EnvironmentFile similar to Environment directive but reads the environment variables from a text file. The text file should contain new-line-separated variable assignments.

For example, in Container Linux, the coreos-metadata.service service creates /run/metadata/coreos. This environment file can be included by other services in order to inject dynamic configuration. Here's an example of the environment file when run on DigitalOcean (the IP addresses have been removed):

COREOS_DIGITALOCEAN_IPV4_ANCHOR_0=X.X.X.X
COREOS_DIGITALOCEAN_IPV4_PRIVATE_0=X.X.X.X
COREOS_DIGITALOCEAN_HOSTNAME=test.example.com
COREOS_DIGITALOCEAN_IPV4_PUBLIC_0=X.X.X.X
COREOS_DIGITALOCEAN_IPV6_PUBLIC_0=X:X:X:X:X:X:X:X

This environment file can then be sourced and its variables used. Here is an example drop-in for etcd-member.service which starts coreos-metadata.service and then uses the generated results:

[Unit]
Requires=coreos-metadata.service
After=coreos-metadata.service

[Service]
EnvironmentFile=/run/metadata/coreos
ExecStart=
ExecStart=/usr/bin/etcd2 \
  --advertise-client-urls=http://${COREOS_DIGITALOCEAN_IPV4_PUBLIC_0}:2379 \
  --initial-advertise-peer-urls=http://${COREOS_DIGITALOCEAN_IPV4_PRIVATE_0}:2380 \
  --listen-client-urls=http://0.0.0.0:2379 \
  --listen-peer-urls=http://${COREOS_DIGITALOCEAN_IPV4_PRIVATE_0}:2380 \
  --initial-cluster=%m=http://${COREOS_DIGITALOCEAN_IPV4_PRIVATE_0}:2380

5.3.3 RestartSec directive

Configures the time to sleep before restarting a service (as configured with Restart below). Takes a unit-less value in seconds, or a time span value such as "5min 20s". Defaults to 100ms.

5.3.4 Restart directive

Configures whether the service shall be restarted when the service process exits, is killed, or a timeout is reached. The service process may be the main service process, but it may also be one of the processes specified with ExecStartPre, ExecStartPost, ExecStop, ExecStopPost, or ExecReload.
When the death of the process is a result of systemd operation (e.g. service stop or restart), the service will not be restarted. Timeouts include missing the watchdog keep-alive ping deadline and a service start, reload, and stop operation timeouts.

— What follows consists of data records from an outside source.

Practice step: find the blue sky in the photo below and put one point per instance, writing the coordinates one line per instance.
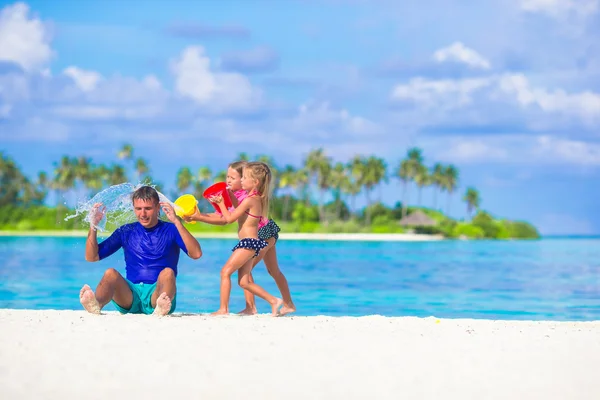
(507, 90)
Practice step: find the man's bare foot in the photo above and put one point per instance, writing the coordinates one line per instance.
(287, 309)
(276, 306)
(248, 311)
(87, 298)
(163, 305)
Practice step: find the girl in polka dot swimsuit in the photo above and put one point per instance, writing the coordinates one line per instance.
(256, 180)
(267, 231)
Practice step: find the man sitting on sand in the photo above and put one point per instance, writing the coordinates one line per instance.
(151, 248)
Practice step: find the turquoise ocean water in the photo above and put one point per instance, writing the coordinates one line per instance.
(548, 279)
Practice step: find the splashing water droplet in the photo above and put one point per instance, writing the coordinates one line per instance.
(117, 200)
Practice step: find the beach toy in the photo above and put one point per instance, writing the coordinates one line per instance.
(218, 188)
(186, 206)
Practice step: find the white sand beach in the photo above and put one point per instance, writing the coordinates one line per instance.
(74, 355)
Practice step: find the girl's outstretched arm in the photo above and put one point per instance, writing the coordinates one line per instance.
(237, 213)
(212, 218)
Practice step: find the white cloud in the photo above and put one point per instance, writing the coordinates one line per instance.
(516, 149)
(5, 110)
(585, 104)
(23, 40)
(215, 90)
(85, 80)
(568, 151)
(452, 93)
(515, 89)
(559, 8)
(458, 52)
(113, 98)
(319, 119)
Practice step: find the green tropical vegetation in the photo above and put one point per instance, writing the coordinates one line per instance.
(318, 196)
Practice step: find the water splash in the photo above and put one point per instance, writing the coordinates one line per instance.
(117, 200)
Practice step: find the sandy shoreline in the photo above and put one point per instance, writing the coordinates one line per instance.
(408, 237)
(71, 354)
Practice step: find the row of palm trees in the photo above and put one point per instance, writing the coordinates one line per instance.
(339, 181)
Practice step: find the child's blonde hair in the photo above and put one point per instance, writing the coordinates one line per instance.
(238, 166)
(262, 173)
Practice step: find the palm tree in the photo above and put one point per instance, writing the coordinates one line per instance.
(286, 180)
(357, 170)
(274, 171)
(185, 178)
(450, 182)
(374, 174)
(301, 182)
(473, 200)
(117, 175)
(204, 175)
(221, 176)
(243, 157)
(404, 173)
(126, 152)
(437, 180)
(422, 179)
(318, 166)
(338, 181)
(141, 168)
(407, 172)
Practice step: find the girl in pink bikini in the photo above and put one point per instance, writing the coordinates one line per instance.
(268, 231)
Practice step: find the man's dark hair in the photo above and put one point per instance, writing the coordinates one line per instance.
(145, 193)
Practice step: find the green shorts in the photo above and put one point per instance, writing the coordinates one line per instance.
(142, 299)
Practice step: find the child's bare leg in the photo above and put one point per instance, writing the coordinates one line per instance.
(245, 283)
(270, 259)
(235, 262)
(250, 301)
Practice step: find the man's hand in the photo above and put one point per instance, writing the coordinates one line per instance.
(97, 213)
(218, 199)
(169, 212)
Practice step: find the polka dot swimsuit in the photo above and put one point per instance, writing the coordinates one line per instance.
(271, 229)
(251, 244)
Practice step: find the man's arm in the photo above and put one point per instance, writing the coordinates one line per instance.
(91, 246)
(191, 244)
(212, 218)
(237, 213)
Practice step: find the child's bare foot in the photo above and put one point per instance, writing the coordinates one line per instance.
(287, 309)
(87, 298)
(248, 311)
(163, 305)
(276, 306)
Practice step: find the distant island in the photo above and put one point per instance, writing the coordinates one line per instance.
(298, 203)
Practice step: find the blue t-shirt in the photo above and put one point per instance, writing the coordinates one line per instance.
(147, 251)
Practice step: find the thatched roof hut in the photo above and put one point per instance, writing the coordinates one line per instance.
(418, 218)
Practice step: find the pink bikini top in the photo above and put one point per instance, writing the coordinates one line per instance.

Restart directive one of this arguments:

  • no - If set to no (the default), the service will not be restarted.
  • on-sucess - If set to on-success, it will be restarted only when the service process exits cleanly. In this context, a clean exit means an exit code of 0, or one of the signals SIGHUP, SIGINT, SIGTERM or SIGPIPE, and additionally, exit statuses and signals specified in SuccessExitStatus directive.
  • on-failure - If set to on-failure, the service will be restarted when the process exits with a non-zero exit code, is terminated by a signal (including on core dump, but excluding the aforementioned four signals), when an operation (such as service reload) times out, and when the configured watchdog timeout is triggered.
  • on-abnormal - If set to on-abnormal, the service will be restarted when the process is terminated by a signal (including on core dump, excluding the aforementioned four signals), when an operation times out, or when the watchdog timeout is triggered.
  • on-abort - If set to on-abort, the service will be restarted only if the service process exits due to an uncaught signal not specified as a clean exit status. If set to on-watchdog, the service will be restarted only if the watchdog timeout for the service expires.
  • always - If set to always, the service will be restarted regardless of whether it exited cleanly or not, got terminated abnormally by a signal, or hit a timeout.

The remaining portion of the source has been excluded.